Respecto a las obras de esta exposición en Santander, la organización que preside Javier Botín puntualizó que los trabajos, recogidos en un catálogo editado por la Fundación Botín, están realizados en disciplinas y localizaciones muy variadas, aunque sus autores comparten una preocupación común por la problemática del espacio como parte esencial de las obras, y la necesidad de una experiencia física en tiempo real.

  • La artista asturiana Irma Álvarez-Laviada presenta un proyecto multidisciplinar, ‘Reversibilidad y Utopía’, centrado en la obsesión por la materia y la concepción de la reversibilidad del tiempo en relación a las dinámicas de apropiación de las obras.
  • La madrileña Elena Bajo investiga en ‘Urania’s Mirror’ el impacto ambiental y social que tienen las economías de explotación en la tierra y en las comunidades más antiguas, especialmente en algunos lugares de América Latina.
  • El vasco Josu Bilbao, con ‘esàk-esà’, una especie de desahogo emocional que hace referencia directa a nociones espaciales, entiende los procesos de escultura como una serie de relaciones y aperturas, dando cuerpo a la forma, al organizar en el suelo objetos y restos de objetos encontrados que le ayudan a irse dando cuenta de ‘qué está hecho su problema’.
  • El cubano Felipe Dulzaides, con ‘Deja tu tono en el mensaje’, opta por indagar en cómo la poesía y la experiencia poética nos afectan. Por ello, en su proyecto propone una serie de intervenciones dentro del rico paisaje sonoro de la ciudad de La Habana, usando las armónicas de los afiladores de cuchillos y tijeras que recorren la ciudad en sus bicicletas construyendo su propia melodía.
  • Rafa Munárriz, desarrolla su práctica artística en ‘Bloqueo relativo’ a partir de percepciones tridimensionales. Conceptualmente su trabajo se sitúa dentro del espacio que confronta al ciudadano con su entorno, marcado por las limitaciones urbanas, sistemas de tránsito y políticas de circulación.
  • La actriz y cineasta bilbaína Alex Reynolds, presenta ‘A Fox Comes In’, una exploración cinematográfica de la noción de hospitalidad y sus consecuencias a través del sonido, que atraviesa e invade con extrema facilidad espacios y cuerpos, transformándose a veces en exaltación, y otras en violencia.
  • La malagueña Leonor Serrano Rivas expone la vídeo-instalación ‘The dream follows the mouth (of the one who interprets it)’, que presenta dos movimientos escultóricos entrelazados que, al desarrollarse, solapan el fondo y la figura a través de la danza y el tarareo.

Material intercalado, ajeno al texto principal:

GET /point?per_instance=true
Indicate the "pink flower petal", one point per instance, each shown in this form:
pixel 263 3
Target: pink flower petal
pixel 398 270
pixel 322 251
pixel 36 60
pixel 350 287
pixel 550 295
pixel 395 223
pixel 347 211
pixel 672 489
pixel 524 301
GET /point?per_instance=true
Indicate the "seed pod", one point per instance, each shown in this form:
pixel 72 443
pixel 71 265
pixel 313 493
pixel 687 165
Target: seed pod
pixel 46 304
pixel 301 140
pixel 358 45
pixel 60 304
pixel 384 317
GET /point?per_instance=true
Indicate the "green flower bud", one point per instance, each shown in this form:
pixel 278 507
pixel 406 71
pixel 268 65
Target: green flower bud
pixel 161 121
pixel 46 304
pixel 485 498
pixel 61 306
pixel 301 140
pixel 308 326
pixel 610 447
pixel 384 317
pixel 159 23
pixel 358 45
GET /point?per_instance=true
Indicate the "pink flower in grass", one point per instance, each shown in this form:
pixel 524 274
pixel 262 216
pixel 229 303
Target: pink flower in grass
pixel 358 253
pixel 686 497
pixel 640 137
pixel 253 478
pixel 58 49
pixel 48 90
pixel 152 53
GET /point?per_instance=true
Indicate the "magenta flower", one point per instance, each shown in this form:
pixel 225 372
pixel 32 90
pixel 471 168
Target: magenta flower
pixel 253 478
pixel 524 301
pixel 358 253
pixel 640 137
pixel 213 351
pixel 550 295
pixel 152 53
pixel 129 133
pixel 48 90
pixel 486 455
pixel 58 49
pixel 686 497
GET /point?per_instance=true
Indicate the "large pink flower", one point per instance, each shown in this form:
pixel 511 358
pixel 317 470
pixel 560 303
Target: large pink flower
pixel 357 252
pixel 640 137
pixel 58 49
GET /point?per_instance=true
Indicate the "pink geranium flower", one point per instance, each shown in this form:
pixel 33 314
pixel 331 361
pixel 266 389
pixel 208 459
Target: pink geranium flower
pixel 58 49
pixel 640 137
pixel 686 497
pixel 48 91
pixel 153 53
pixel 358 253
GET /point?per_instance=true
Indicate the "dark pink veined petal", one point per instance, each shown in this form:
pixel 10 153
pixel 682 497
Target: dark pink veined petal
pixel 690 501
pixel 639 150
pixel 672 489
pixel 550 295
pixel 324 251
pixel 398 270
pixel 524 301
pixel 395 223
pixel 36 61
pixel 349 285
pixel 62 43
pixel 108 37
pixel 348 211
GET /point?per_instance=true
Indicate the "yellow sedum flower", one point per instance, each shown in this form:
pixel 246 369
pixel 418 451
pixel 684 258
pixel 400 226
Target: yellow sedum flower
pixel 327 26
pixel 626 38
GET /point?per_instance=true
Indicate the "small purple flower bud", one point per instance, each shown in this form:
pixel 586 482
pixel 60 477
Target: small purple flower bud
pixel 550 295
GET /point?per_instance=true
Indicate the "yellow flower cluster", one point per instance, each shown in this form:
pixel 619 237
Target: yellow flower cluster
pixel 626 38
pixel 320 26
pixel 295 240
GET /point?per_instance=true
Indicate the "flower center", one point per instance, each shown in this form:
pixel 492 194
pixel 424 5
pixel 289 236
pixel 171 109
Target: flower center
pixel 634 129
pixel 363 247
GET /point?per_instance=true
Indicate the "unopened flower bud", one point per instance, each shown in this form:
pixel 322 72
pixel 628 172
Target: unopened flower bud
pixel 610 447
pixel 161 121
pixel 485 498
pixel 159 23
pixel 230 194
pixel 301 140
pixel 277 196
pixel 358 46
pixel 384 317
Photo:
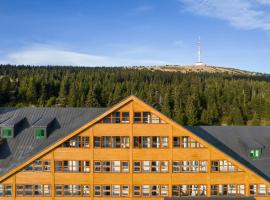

Compuesto por una proyección en un primer plano y, en un segundo, un área de bastidores poblada por objetos, la combinación crea una trama a partir de pequeñas acciones performativas generadas por un grupo de mujeres.
  • El catalán Pep Vidal desarrolla con ‘El árbol y las vacas’ un método que le permite entender y relacionarse mejor con el mundo y poder mostrar la realidad escondida. Su trabajo consta de seis esferas de PVC hinchables blancas organizadas en fila, de mayor a menor, o viceversa, según se mire.

Para Benjamín Weil, el tiempo y el espacio de la exposición de arte y cultura en Santander se convierten en “elementos claves para desplegar unas propuestas artísticas que vuelven a escenificar unos fragmentos de realidad que, de otra manera, se soslayarían o pasarían desapercibidos” y apuntó que “compartir el espacio de la muestra fomenta un diálogo entre los distintos proyectos, poniendo de relieve la proximidad de algunas preocupaciones comunes y construyendo así una buena perspectiva de las tendencias más recientes de la creación contemporánea”.